A Hapvida decidiu colocar à venda sua operação na região Sul e contratou o BTG Pactual para conduzir o processo, em meio à forte queda das ações e às críticas públicas da gestora Squadra Investimentos. A empresa também reapresentou o boletim de voto da assembleia de acionistas, incluindo três nomes indicados pela Squadra para disputar assentos no conselho de administração.

Operação no Sul

Os ativos anunciados à venda reúnem a estrutura adquirida da Clinipam e do Centro Clínico Gaúcho, além de três hospitais construídos pela própria Hapvida. No total, estão envolvidos oito hospitais, 21 clínicas e uma carteira de aproximadamente 490 mil beneficiários. Se segregada, essa operação formaria a nona maior operadora do país e a segunda maior na região Sul.

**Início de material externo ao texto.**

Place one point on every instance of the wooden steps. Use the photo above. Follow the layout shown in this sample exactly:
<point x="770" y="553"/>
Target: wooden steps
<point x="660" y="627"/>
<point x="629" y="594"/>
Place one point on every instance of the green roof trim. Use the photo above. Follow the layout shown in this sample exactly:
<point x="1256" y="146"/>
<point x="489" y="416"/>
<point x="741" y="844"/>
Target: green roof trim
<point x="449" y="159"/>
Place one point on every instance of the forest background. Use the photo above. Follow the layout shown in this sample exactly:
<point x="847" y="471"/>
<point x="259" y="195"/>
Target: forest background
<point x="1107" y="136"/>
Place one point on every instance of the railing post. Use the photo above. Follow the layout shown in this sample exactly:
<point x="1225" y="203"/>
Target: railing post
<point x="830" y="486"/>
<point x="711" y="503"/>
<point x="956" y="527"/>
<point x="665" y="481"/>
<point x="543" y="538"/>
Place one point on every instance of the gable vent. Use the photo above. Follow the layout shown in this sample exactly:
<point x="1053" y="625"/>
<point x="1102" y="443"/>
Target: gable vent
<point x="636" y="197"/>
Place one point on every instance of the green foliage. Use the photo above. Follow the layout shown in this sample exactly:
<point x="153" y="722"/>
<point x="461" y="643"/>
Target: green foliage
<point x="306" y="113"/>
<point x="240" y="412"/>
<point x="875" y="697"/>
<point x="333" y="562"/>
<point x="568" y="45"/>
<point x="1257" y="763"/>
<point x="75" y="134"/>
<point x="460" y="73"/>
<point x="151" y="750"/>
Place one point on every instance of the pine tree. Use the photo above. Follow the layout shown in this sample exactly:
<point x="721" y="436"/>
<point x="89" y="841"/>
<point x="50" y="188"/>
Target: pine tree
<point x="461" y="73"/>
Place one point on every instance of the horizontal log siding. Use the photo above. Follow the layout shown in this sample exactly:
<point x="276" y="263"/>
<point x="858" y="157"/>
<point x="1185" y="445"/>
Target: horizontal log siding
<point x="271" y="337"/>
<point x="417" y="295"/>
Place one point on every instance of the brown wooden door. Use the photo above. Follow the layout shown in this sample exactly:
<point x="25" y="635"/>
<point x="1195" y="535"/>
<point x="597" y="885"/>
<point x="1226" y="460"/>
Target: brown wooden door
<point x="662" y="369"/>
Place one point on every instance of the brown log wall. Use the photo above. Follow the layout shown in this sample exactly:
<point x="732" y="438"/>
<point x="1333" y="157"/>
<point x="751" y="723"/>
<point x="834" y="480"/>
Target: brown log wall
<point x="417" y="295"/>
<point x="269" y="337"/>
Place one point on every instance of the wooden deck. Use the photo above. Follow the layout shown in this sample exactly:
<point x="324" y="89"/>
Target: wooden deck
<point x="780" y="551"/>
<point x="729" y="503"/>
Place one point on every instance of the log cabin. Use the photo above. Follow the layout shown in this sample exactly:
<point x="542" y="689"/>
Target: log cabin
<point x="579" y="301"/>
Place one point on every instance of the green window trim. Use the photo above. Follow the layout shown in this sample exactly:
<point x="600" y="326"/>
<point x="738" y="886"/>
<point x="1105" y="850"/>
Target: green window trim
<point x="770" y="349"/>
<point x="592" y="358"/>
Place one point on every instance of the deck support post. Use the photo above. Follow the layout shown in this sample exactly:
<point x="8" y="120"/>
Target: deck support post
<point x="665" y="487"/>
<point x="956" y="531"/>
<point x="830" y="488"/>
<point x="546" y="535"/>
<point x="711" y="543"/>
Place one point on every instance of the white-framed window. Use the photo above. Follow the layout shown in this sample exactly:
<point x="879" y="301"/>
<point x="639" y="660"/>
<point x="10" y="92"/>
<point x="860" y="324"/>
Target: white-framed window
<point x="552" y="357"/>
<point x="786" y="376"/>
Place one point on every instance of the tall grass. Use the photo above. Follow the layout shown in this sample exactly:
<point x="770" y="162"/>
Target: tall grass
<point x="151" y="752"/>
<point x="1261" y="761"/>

A Hapvida investiu cerca de R$ 4 bilhões nessa estrutura: a Clinipam foi comprada em 2020 por R$ 2,6 bilhões e o Centro Clínico Gaúcho em 2021 por R$ 1,06 bilhão, além de aportes realizados nos hospitais próprios. Fontes ouvidas dizem que a venda já vinha sendo debatida no conselho antes da carta pública da Squadra, mas que a pressão da gestora acelerou a decisão.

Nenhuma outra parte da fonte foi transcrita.